Итак, левые виги очень скоро утратили свою революционность и стали, по точному определению великого нашего писателя Н. С. Лескова, «постепеновцами». Нужно добавить, что фракция левых вигов боролась против ущемлений гласности, но аргументация их симптоматична. «Чем свободнее могут выражаться мнения, – писал Фокс, – тем менее они могут представлять опасности. Лишь тогда мнения становятся опасными для государства, когда преследования вынуждают его жителей высказывать свои мысли под величайшей тайной».
Правительство, однако, придерживалось другого мнения, и у него были на то свои резоны: дело в том, что парламентские партии не представляли большинства нации. Еще в 1717 году был принят закон, в соответствии с которым право избирать предоставлялось лишь тем, кто имел не менее 600 фунтов стерлингов годового дохода с недвижимости или 200 фунтов стерлингов от торговых и финансовых операций. Для справки: квалифицированный английский рабочий получал в конце XVIII века 12 – 15 фунтов стерлингов в год.

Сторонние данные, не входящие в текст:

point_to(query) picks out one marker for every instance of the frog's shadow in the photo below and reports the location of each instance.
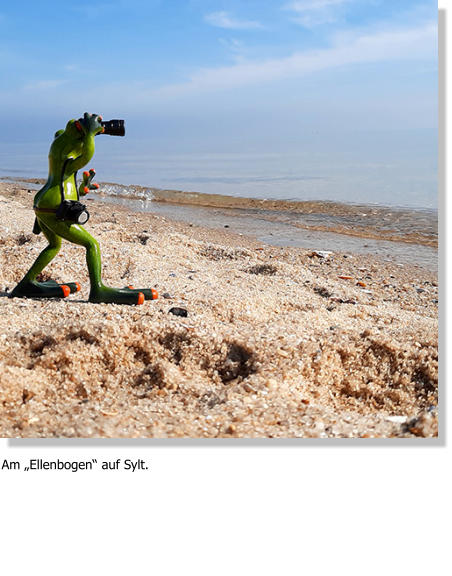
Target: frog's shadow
(4, 294)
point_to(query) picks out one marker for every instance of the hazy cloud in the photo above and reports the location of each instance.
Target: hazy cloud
(311, 13)
(383, 45)
(224, 20)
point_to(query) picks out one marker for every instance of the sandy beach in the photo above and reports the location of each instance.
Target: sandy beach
(277, 343)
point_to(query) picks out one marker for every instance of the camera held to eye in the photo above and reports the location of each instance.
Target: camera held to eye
(113, 127)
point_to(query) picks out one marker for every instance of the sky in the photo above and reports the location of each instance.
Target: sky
(220, 76)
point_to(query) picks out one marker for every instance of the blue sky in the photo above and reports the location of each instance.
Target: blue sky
(220, 74)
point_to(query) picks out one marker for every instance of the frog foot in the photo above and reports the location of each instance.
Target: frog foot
(73, 286)
(49, 289)
(149, 293)
(116, 296)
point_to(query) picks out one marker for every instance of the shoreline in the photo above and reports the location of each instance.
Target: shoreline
(279, 341)
(372, 221)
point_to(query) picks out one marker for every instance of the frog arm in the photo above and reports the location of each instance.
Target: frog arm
(73, 165)
(87, 184)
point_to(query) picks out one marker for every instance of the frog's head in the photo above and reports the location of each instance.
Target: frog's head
(70, 142)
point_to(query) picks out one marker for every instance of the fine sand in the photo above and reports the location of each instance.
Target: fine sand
(276, 344)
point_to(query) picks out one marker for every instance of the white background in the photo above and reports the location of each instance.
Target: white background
(290, 509)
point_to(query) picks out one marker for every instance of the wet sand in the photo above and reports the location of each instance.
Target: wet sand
(278, 342)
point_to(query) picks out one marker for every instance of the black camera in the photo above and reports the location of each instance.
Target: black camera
(72, 211)
(113, 127)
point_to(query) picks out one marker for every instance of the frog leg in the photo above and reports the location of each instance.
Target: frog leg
(149, 293)
(28, 287)
(99, 292)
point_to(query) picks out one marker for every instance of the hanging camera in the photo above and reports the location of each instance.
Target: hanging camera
(72, 211)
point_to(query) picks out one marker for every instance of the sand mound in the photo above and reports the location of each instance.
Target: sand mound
(276, 342)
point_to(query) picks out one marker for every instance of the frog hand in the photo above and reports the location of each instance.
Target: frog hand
(87, 183)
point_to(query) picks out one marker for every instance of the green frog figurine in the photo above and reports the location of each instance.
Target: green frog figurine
(60, 215)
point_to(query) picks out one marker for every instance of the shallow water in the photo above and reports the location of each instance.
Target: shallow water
(281, 230)
(394, 234)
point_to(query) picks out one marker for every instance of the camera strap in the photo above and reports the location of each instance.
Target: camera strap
(62, 179)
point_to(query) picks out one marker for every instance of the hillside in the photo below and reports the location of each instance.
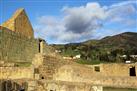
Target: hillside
(108, 49)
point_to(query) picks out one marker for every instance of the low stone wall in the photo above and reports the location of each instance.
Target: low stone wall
(66, 86)
(51, 63)
(78, 74)
(114, 69)
(16, 73)
(15, 47)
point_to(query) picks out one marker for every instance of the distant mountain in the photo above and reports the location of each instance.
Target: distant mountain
(109, 48)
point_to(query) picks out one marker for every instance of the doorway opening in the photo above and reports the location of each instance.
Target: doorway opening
(132, 71)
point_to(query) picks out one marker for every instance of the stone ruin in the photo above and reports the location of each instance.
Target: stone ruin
(29, 64)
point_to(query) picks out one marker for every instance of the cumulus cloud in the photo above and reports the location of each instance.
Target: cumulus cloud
(83, 22)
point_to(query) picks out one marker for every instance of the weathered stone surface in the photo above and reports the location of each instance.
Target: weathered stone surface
(20, 23)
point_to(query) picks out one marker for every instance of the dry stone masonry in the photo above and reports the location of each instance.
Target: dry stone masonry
(29, 64)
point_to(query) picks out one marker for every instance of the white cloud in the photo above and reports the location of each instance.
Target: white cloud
(82, 23)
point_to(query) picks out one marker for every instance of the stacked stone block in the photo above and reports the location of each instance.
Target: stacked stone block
(17, 47)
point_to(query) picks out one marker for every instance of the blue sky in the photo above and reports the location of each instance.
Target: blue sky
(65, 21)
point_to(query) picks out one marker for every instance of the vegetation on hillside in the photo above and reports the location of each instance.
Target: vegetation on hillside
(108, 49)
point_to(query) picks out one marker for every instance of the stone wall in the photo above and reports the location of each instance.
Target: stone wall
(120, 69)
(114, 69)
(16, 47)
(51, 63)
(66, 86)
(16, 73)
(73, 73)
(20, 23)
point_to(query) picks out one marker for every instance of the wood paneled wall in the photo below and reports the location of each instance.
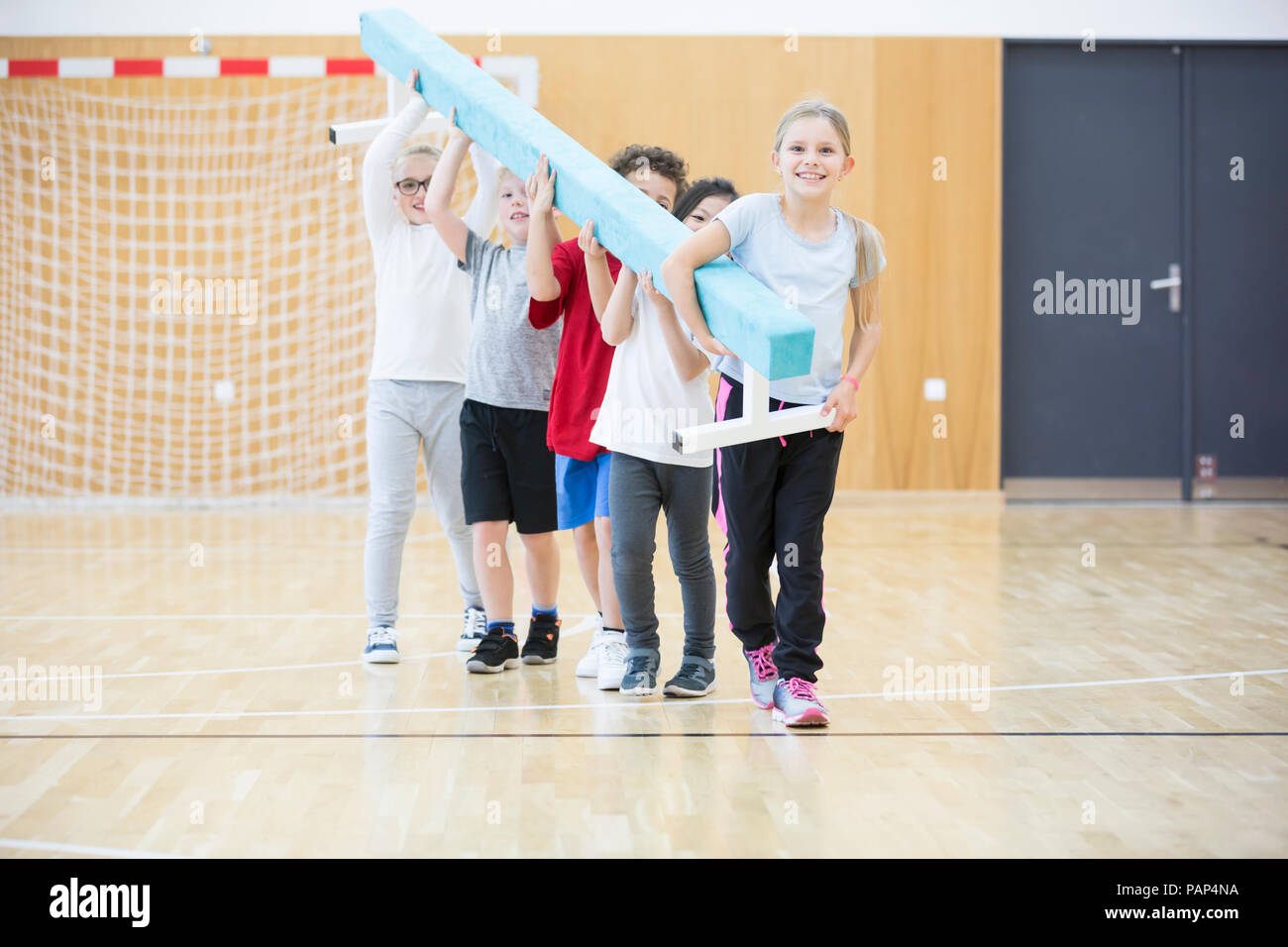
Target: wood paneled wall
(716, 101)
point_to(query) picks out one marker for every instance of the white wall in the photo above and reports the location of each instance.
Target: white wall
(1167, 20)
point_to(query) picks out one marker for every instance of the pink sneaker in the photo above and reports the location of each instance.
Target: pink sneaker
(764, 676)
(797, 703)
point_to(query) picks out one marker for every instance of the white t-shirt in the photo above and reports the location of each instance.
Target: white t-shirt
(423, 300)
(816, 277)
(645, 401)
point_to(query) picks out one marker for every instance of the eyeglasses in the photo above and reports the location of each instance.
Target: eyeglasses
(410, 185)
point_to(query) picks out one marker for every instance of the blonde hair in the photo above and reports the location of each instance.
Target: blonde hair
(421, 149)
(870, 245)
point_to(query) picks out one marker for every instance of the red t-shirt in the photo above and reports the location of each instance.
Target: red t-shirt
(581, 373)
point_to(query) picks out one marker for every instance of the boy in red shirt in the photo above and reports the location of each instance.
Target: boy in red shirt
(563, 281)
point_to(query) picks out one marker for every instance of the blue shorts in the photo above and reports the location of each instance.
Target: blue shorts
(581, 488)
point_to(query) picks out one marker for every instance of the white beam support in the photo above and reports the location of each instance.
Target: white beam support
(756, 423)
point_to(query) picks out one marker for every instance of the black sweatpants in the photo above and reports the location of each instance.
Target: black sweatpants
(772, 497)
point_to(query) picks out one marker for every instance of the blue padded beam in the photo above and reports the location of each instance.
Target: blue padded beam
(743, 313)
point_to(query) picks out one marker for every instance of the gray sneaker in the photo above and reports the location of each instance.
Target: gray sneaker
(764, 676)
(640, 678)
(797, 703)
(696, 678)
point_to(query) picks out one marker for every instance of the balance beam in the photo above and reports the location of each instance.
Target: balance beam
(745, 315)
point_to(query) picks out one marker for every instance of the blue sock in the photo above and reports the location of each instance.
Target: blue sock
(505, 628)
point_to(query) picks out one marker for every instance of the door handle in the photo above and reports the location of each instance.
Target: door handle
(1172, 283)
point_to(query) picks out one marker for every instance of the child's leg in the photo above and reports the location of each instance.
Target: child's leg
(439, 427)
(687, 501)
(484, 487)
(531, 471)
(608, 602)
(541, 564)
(393, 444)
(635, 497)
(492, 566)
(575, 488)
(804, 497)
(588, 561)
(746, 476)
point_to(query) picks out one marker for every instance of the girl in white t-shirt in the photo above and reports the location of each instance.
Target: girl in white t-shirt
(658, 382)
(417, 368)
(774, 493)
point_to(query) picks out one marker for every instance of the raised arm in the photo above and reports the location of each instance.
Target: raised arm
(377, 192)
(542, 282)
(438, 200)
(697, 250)
(599, 278)
(863, 348)
(618, 316)
(481, 215)
(688, 360)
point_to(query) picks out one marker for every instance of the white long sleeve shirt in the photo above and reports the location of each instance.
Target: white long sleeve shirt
(423, 299)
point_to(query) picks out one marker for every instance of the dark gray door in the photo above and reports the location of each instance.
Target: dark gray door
(1091, 379)
(1237, 289)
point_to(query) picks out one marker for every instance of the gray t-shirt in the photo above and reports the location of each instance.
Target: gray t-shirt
(510, 364)
(816, 277)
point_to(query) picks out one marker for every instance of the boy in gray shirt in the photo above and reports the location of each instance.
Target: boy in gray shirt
(507, 474)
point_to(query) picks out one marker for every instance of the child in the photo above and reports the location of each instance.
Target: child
(658, 382)
(507, 474)
(774, 493)
(417, 371)
(561, 282)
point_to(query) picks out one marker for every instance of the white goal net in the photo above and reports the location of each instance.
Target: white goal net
(185, 289)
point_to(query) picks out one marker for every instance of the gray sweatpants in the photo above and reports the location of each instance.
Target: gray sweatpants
(403, 416)
(636, 491)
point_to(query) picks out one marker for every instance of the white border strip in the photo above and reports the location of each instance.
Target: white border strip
(86, 67)
(296, 65)
(64, 848)
(189, 67)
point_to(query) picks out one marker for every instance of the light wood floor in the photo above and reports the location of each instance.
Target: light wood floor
(237, 720)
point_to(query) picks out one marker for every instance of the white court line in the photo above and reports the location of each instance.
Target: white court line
(632, 705)
(284, 616)
(31, 845)
(584, 625)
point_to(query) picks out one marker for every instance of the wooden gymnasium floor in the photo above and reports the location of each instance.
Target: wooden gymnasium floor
(236, 719)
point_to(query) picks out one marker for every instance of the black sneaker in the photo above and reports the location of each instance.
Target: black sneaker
(494, 654)
(696, 678)
(640, 676)
(542, 644)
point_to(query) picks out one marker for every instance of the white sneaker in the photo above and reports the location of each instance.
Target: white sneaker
(473, 630)
(589, 665)
(612, 661)
(381, 646)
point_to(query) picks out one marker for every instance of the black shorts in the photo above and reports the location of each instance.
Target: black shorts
(507, 474)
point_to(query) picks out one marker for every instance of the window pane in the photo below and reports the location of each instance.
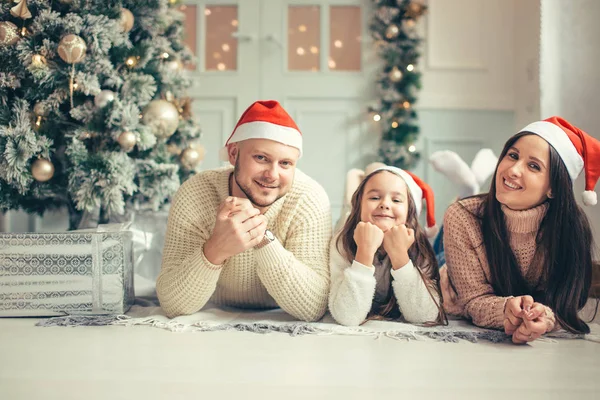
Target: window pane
(304, 38)
(344, 38)
(189, 30)
(221, 46)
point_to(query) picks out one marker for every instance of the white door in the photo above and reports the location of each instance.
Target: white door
(308, 55)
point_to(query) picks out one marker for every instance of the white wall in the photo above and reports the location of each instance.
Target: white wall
(570, 81)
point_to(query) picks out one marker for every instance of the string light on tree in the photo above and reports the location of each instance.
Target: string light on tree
(127, 141)
(398, 46)
(395, 74)
(132, 61)
(392, 32)
(42, 170)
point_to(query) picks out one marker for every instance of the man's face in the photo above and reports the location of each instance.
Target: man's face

Неудивительно, что, фактически не имея своих депутатов в парламенте, люди бедные искали возможности высказаться и защитить свои права.
Возникали тред-юнионы, начались забастовки, особенно мощные именно в год рождения Шелли.
Это движение неимущих и малоимущих нуждалось в организационном и идеологическом оформлении.
Наиболее значительной их организацией стало Лондонское корреспондентское общество, установившее посредством переписки (отсюда и название) связи с демократически настроенными провинциалами.
Их виднейшим идеологом стал Томас Пейн, в своем трактате, названном «Права человека», не только опровергавший консерватизм Берка («получается, что мертвые у него должны править живыми»), но и выдвинувший политическую программу ломки всего государственного строя.
Их гимном стала песня, в которой Дерево Свободы (любимый в Англии символ Французской революции) рекомендовалось поливать кровью тиранов.
Социальное напряжение росло, и не только поэты чувствовали, что «почва заминирована под ногами» (из письма В. Скотта Р. Саути).
Правительственная коалиция ответила репрессиями. Корреспондентское общество было разогнано, а его вожди – арестованы. Томас Пейн, которому грозило обвинение в государственной измене и, следовательно, смертная казнь, бежал из страны. На титульном листе книги с нападками на Пейна великий поэт Уильям Блейк, писавший тайно даже от друзей – таков был его странный принцип, – сделал надпись: «Защищать Библию в этом 1798 году стоило бы человеку жизни. Зверь и блудница правят безраздельно». Манера выражаться у Блейка всегда тяготела к символам, напоминающим стиль Апокалипсиса, но что он имеет в виду, в общем понятно.
Тогда «четвертое сословие» заговорило по-другому и все более громко: карету короля забрасывали камнями, в доме премьер-министра били стекла.
Проведя в 1793–1795 годах через Парламент ряд законодательных актов, правительство фактически ввело чрезвычайное положение.
Бунты прокатились по стране. В 1797 году восстали военные моряки трех эскадр. Готовилось восстание в Ирландии. Не промедли в этот момент французы с их обещанной помощью ирландцам, и вся дальнейшая история Соединенного королевства могла бы сложиться по-другому. Оба восстания – на флоте и в Ирландии – были подавлены, а руководители казнены. Весы истории качались.
Многие – даже из тех, кто вовсе не желал революции, – были убеждены в ее неизбежности. И теперь то, что она не произошла, иногда кажется чудом.
Может быть, дело в том, что «низы не хотели», но верхи еще могли действовать по-старому и не утеряли воли к тому. Нравится нам это или не нравится, но цитированный автор был специалистом в своей области и дал классическое определение революционной ситуации.
Верхи не утеряли воли к власти и сохранили власть. Парадоксально, но, быть может, тогда это было наименьшим из зол.
Нам-то хорошо глядеть из нашего далека, а тогда это означало: виселицы («Я за то, чтобы всех повесить», – начинал каждую свою речь в Парламенте один из депутатов. Ерничал? Доказывал преданность?). Это означало: тюремные сроки, доносительство, предательство, подрыв душевных сил. «Это было время, – писал публицист Сидней Смит, – страшное для всех, которые, имея несчастье разделять либеральные идеи, были достаточно честны, чтобы не изменить им ради высоких судейских и духовных должностей… Говорить о скандальной медлительности судопроизводства, против жестокости законов об охоте, против деспотизма богачей и страданий бедняков было изменой плутократии, и за это можно было жестоко поплатиться».